Durante la excursión, surgen manadas de elefantes con sus crías que se mueven en busca de la comida del día o de un descanso en el camino. Al ser salvajes, los elefantes son peligrosos, y por lo tanto aproximarse entraña un cierto peligro, más aún cuando van acompañados de los retoños. También sorprenden, los antílopes y los ciervos. Con suerte, se divisan los tigres. Las lucernas, cuando cae la tarde, se encargan de iluminar la noche con una explosión de luces que recuerdan las resplandecientes noches de verano en los calurosos campos leridanos de mi infancia.
En medio de la selva, el viajero descubre la vida que llevan los colonos de la tribu Mulc Icupuzha Tribel Colony. Éstos se dedican a la epicultura, la pesca en los lagos contiguos y a la venta de carne de animales salvajes. Son semi-nómadas y hablan uno de los más de doscientos idiomas que se conocen en la India, el malayalam tamil. Cuando en los meses de junio y julio los monzones arrecian, abandonan sus casas construías de paja para refugiarse en lugares contiguos que ofrecen más seguridad. La colonia la constituyen 100 personas repartidas en 20 familias. Este poblado se formó hace unos 1000 años.

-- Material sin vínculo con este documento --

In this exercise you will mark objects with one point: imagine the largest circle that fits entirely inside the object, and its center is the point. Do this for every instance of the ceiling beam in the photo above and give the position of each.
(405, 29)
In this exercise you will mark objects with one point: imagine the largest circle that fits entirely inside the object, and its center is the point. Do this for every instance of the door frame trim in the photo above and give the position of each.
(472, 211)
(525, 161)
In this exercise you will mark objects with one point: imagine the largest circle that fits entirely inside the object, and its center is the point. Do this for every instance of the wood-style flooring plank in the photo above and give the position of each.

Manjali es un pequeño poblado situado a 45 kilómetros de Athirapaluy. Es un pequeño paraíso para la práctica del turismo de naturaleza. El río Periyar ofrece la posibilidad de pasear por éste con pequeñas embarcaciones construídas de una manera artesana, que se deslizan con el remo que ejercen los nativos con las cañas de bambú. En medio de la generosa vegetación del lugar, surge un conjunto de especies de flora como el cocotero, el bananero (con 56 clases diferentes), y el teak (árbol del cual sus habitantes extraen la madera destinada a la fabricación de muebles). También, el jack fruit, muy común en esta parte de la India, la tapioca, el arroz, y el bettal nuts y bettal leats, especies de árbol de los cuales consiguen el chiclet.

Un viaje en coche desde Kochin, a lo largo de 190 kilómetros (unas 5 horas de duración) a través de una carretera con muchísimas curvas y sorteando una serie de obstáculos que se encuentran en el camino como son vehículos, motos, vacas y personas que caminan por la calzada sin la más mínima precaución, conduce al viajero hasta Thekkady, zona cafetera y del té de Kerala por excelencia, además del cardamomo, la enanás, la pimienta, el comino, el jengibre y la vainilla.
Vistos los campos de té y café desde una cierta perspectiva, da la sensación de asemejarse a un laberinto donde sus calles recortan caprichosamente las plantaciones dándole un singular y bello aspecto decorativo.
La capital de Kerala es Kochin. Está construida sobre 7 colinas. Una de las visitas que no se deben pasar por alto es al templo de Thiruanmthapuram. Los templos de Kaleser son, generalmente, de madera o de piedra, con techos de tejas en pendiente. El templo de Thiruanmthapuram, así como el templo de Suchindrum, situado muy cerca de Kanyakumari, en el extremo sur de la India, son de estilo dravidiano, caracterizado por enormes torres generosamente esculpidas, llamadas gopuramas.